Thirdly and most importantly, is the changes to inventories and trade
receivables. There is a significant increase in both of these which I do
not think is a bad thing. Yes, collection is slower is not too good but
an increase of inventories may potentially mean poor sales. We know
that is not the case, so the only possible explanation is that the
company is stocking up for the upcoming festive season which I will
elaborate in the next point. If my assumption is accurate, this would
mean that the upcoming quarter results may further exceeed expectations.

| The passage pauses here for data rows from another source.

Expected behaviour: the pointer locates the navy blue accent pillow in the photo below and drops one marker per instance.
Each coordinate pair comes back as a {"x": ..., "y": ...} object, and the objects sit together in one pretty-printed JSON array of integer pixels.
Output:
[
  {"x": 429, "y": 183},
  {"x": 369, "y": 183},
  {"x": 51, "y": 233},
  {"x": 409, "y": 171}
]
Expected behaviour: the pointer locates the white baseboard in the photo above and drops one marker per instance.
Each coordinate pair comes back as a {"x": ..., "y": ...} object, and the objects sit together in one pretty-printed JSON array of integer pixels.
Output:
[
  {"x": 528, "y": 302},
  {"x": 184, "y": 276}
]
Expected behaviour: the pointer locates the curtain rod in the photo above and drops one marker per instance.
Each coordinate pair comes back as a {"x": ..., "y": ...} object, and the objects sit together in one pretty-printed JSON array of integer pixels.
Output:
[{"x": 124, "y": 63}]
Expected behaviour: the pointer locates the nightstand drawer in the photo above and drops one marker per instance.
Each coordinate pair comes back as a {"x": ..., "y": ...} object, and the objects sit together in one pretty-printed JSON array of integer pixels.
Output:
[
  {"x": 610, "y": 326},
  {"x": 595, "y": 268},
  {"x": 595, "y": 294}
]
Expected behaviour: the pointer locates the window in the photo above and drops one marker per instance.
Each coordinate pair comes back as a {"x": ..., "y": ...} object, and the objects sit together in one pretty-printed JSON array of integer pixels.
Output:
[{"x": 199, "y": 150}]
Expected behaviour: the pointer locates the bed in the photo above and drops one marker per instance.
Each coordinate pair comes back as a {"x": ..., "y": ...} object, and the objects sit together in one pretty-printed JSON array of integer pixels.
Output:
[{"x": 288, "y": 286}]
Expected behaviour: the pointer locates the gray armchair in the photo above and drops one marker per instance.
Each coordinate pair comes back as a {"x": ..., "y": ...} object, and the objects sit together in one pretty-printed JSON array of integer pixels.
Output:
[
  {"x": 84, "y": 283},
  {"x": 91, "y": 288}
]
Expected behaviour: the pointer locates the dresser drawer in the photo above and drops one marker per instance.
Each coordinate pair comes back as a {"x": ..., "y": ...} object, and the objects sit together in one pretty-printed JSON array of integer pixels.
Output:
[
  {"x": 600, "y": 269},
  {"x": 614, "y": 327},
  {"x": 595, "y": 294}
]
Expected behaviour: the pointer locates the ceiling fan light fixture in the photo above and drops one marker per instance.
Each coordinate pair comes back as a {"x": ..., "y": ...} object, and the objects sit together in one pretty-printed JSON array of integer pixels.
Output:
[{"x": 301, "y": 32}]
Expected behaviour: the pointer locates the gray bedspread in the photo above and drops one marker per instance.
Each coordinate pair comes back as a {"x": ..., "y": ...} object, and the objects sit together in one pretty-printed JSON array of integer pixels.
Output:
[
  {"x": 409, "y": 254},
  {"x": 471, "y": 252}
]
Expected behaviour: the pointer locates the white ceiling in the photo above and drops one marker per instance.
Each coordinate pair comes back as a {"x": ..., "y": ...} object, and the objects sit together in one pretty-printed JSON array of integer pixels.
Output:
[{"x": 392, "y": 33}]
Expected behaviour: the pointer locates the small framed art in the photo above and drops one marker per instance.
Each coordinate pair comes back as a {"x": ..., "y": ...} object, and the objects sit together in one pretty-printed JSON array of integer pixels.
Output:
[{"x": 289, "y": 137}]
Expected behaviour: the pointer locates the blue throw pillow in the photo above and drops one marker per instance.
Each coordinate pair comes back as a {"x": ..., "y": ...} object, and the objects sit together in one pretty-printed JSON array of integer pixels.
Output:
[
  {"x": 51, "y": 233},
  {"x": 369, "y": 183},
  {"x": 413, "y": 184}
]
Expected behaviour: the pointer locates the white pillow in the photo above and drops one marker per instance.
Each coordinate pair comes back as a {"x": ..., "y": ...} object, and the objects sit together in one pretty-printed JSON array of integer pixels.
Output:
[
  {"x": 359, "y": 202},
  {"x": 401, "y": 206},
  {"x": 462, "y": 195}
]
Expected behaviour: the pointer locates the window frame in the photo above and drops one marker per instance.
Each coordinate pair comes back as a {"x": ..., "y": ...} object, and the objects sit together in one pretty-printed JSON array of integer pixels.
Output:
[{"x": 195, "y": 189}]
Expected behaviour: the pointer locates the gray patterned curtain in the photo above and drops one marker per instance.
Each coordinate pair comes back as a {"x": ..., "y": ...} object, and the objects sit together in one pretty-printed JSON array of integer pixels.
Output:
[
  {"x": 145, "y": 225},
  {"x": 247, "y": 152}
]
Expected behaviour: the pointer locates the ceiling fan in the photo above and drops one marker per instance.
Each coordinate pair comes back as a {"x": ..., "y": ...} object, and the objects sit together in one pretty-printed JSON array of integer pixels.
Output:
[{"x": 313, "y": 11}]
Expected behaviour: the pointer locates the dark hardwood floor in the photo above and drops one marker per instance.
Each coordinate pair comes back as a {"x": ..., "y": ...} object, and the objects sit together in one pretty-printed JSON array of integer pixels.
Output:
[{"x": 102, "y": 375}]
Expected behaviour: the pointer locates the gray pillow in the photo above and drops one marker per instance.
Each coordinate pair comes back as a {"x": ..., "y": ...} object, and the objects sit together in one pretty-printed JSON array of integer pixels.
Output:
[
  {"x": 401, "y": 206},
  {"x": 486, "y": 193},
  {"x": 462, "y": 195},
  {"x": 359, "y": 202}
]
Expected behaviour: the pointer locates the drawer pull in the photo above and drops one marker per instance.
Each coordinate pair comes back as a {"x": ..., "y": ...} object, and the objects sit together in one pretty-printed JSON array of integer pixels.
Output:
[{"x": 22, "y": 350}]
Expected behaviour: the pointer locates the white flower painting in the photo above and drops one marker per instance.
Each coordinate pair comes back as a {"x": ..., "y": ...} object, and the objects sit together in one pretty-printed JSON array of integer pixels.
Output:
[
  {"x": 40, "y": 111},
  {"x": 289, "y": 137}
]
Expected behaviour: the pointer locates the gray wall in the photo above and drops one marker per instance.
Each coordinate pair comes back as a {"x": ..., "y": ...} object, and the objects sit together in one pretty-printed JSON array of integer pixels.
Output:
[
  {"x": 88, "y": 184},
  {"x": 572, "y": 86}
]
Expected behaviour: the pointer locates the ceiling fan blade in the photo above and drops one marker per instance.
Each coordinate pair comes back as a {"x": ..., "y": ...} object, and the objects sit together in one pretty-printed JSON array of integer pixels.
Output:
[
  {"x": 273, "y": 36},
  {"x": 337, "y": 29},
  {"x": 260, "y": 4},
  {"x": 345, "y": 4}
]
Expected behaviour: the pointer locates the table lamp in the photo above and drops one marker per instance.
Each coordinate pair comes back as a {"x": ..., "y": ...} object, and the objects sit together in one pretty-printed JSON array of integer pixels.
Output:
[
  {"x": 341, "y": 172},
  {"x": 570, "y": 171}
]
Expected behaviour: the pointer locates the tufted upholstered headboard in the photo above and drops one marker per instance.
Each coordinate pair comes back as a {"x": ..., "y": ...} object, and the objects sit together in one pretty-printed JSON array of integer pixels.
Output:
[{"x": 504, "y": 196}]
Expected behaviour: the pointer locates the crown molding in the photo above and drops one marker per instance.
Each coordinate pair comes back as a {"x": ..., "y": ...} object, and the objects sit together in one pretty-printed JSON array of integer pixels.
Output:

5. Raya sales performance has not even been reflected in this quarter's result
It
clear Pensonic business is affected by festivities as well as sales
carnivals etc. The current quarter under review is results as of March,
April, May 2016. Hari Raya celebration was July this year and Raya sales
would truly only pick up commencing June. This strong set of results
have yet to even include that of Raya month which traditionally has been
the stronger retail month in a year. The next quarter would exceed
expectations with the Raya sales posting stronger results for the group.
6. Prospect Is Bright
I
believe Pensonic is currently undervalued at 7.7x trailing PE. Forward
looking, I am certain the next quarter would show strong performance for
the group as the results would take into account of the Raya sales. The
profit margin should also be stronger due the company's cost cutting
initiative. Growth in revenue will depend strongly on their ability to
take on new markets outside of Malaysia. Assuming the revenue maintain
along with the profit margin, this would bring the total annualise EPS
to around 12 sens. Applying a multiple of 8x, the fair value would be
RM0.96 sens. Coupled with the annual dividend payout of 3 sens, the
intrinsic value should be around RM0.99. This is excluding their
potential future growth which will lift the PE valuation but I will
revisit Pensonic in the coming quarterly results to assess the low PE
valuation pegged to the company. I am extremely conservative, so I will
put a 20% discount to fair value.
At
current price of RM0.675, it is my take to collect Pensonic. By virtue
of the 3 sens dividend payable in the next 2 months (September), this
would translate to a DY of 4.4% which is even higher than FD especially
following the fall in OPR of 25 basis point by BNM. The DY will also act
as a defence for Pensonic in volatile market holding its price at this
attractive valuation.
PENSONI (9997) - PENSONIC HOLDINGS BERHAD: A HIDDEN GEM.